In a double-blind, randomized controlled trial, VA scientists will compare the drug degarelix (trade name Firmagon) to a placebo to improve clinical outcomes for nearly 200 veterans hospitalized with COVID-19.
"Veterans who have contracted this virus need immediate care," said Robert Wilkie, Secretary of State for VA. "This trial is an important step in advancing knowledge about a potential treatment for those infected with COVID-19. We are here to do everything we can to preserve and protect life.
Degarelix is often used to treat advanced prostate cancer. It works by rapidly but temporarily suppressing the body's production of male hormones. These hormones can fuel the growth of prostate cancer. Scientists are testing degarelix because laboratory results suggest that male hormones trigger the production of a protein called TMPRSS2 in lung tissue. The virus that causes COVID-19 relies on TMPRSS2 to enter lung tissue.
Researchers at the University of Alabama at Birmingham and Columbia University have applied advanced artificial intelligence and computational genomics techniques and used this laboratory evidence for these COVID-19 data. The researchers collaborated with VA to plan the new trial.
The potential side effects of degarelix are usually related to long-term treatment. In the trial, patients will receive a single dose of the drug for 28 days. Any side effects from the drug should therefore be temporary.
By temporarily lowering male hormone levels, the researchers believe they can reduce the production of TMPRSS2 in lung tissue and thereby prevent the virus from entering lung cells. Hormone levels will return to normal at the end of treatment.
The study is not suitable for female veterans. Existing evidence shows that degairing can have the opposite effect on the female body by increasing the production of TMPRSS2, thereby worsening the severity of VID19 symptoms.

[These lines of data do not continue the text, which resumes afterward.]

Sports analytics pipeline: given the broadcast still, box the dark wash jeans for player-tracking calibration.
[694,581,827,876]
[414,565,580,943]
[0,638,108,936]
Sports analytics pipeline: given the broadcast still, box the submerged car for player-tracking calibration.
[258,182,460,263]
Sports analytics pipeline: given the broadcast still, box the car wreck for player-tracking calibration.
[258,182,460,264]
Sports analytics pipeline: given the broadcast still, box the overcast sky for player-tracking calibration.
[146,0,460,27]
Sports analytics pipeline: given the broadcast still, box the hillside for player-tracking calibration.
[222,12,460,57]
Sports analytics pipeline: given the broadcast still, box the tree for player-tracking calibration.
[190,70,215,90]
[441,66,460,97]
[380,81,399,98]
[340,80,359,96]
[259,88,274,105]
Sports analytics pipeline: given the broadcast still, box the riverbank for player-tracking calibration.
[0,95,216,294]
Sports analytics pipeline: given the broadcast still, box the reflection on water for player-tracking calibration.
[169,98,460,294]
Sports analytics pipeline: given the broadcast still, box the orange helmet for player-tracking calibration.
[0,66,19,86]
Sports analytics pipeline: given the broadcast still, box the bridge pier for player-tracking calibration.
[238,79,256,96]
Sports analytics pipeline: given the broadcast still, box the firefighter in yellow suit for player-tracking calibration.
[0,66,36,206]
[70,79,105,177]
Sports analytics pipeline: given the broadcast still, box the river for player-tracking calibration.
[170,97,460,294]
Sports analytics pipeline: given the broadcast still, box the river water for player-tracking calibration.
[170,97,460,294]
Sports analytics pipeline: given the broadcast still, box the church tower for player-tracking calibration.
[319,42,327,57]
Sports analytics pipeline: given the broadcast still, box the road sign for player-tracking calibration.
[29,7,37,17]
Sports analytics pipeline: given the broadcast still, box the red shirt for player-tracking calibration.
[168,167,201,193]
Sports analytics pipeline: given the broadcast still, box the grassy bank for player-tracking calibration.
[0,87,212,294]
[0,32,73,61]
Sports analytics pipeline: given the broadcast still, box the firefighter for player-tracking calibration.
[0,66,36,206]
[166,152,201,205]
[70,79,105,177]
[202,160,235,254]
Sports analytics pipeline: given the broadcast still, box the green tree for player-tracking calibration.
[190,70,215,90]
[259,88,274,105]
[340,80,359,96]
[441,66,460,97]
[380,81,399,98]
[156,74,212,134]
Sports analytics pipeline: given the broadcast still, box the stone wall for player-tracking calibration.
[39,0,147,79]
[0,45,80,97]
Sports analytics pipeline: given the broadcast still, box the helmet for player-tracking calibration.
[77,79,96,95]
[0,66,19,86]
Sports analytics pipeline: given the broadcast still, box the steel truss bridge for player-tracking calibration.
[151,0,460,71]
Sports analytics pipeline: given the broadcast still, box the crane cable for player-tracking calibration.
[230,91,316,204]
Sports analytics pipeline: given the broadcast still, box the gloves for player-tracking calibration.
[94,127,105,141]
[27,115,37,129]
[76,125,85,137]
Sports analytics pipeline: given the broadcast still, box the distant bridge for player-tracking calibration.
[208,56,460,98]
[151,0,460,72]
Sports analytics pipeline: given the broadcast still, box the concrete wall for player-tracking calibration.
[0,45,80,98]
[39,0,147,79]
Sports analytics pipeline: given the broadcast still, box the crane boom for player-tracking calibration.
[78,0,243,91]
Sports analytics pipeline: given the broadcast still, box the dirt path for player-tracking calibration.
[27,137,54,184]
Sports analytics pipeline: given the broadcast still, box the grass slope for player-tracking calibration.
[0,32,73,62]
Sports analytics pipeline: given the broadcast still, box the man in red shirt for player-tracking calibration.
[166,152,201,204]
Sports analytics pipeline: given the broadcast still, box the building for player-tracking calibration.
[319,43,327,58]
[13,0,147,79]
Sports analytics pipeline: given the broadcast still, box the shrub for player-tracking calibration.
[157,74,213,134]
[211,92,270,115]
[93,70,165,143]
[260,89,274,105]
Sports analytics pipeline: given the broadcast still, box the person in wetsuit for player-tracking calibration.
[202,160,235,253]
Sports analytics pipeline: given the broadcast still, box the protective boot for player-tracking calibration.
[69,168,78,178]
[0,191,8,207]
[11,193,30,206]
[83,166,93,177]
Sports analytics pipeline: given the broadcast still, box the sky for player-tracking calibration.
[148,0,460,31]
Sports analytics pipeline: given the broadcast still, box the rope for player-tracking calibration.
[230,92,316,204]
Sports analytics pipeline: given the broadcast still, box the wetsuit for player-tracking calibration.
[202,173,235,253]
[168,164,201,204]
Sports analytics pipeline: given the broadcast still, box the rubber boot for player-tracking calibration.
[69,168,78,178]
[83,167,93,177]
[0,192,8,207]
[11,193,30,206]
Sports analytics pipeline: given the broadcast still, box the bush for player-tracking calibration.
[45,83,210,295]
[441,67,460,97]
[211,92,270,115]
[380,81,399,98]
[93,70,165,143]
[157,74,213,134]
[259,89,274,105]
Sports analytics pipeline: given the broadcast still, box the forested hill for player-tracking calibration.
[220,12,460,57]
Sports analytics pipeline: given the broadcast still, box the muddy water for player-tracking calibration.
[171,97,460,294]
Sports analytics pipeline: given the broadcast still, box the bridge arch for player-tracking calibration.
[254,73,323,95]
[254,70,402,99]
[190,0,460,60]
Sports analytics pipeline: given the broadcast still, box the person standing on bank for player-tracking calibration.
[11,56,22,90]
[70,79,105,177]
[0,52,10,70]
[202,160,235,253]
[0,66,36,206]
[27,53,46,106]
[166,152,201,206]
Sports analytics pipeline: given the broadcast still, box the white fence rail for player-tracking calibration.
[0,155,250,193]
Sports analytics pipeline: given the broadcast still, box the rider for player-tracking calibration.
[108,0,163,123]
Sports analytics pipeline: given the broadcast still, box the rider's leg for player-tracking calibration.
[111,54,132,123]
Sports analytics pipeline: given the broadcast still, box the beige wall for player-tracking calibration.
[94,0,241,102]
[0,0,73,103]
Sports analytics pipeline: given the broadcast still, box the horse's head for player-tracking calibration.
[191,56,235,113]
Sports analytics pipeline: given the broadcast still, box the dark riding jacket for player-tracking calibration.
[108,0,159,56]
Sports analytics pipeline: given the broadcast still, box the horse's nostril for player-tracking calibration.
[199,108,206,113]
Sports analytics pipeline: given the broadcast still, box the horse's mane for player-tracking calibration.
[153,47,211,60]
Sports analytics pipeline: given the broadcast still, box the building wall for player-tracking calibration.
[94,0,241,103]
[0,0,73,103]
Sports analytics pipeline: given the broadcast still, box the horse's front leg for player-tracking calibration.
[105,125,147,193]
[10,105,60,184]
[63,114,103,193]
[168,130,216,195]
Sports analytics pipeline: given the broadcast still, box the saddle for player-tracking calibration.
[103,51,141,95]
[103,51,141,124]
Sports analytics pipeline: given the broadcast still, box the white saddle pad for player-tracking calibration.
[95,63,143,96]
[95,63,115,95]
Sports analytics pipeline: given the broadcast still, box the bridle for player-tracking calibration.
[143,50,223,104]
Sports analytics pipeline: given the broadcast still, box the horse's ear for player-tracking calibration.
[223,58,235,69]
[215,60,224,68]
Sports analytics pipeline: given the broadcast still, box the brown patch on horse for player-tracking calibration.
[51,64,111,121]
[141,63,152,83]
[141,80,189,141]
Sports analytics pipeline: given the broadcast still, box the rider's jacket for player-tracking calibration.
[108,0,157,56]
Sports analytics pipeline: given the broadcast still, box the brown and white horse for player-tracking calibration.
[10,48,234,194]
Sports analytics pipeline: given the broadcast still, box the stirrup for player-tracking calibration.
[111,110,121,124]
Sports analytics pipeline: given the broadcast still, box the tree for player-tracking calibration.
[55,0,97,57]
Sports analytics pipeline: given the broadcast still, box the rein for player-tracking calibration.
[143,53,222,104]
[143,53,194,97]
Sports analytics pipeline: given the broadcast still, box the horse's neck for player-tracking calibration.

The West Los Angeles Veterans Medical Center is leading the trial. The study also involves medical centers in New York (Brooklyn and Manhattan) and Washington State (Puget Sound), using the Prostate Cancer Foundation/VA Network of Centers of Excellence. The University of California, Los Angeles (UCLA) is involved in the analysis of the research samples, but not in the clinical component of the study.
VA researchers expect to complete the trial in about four months.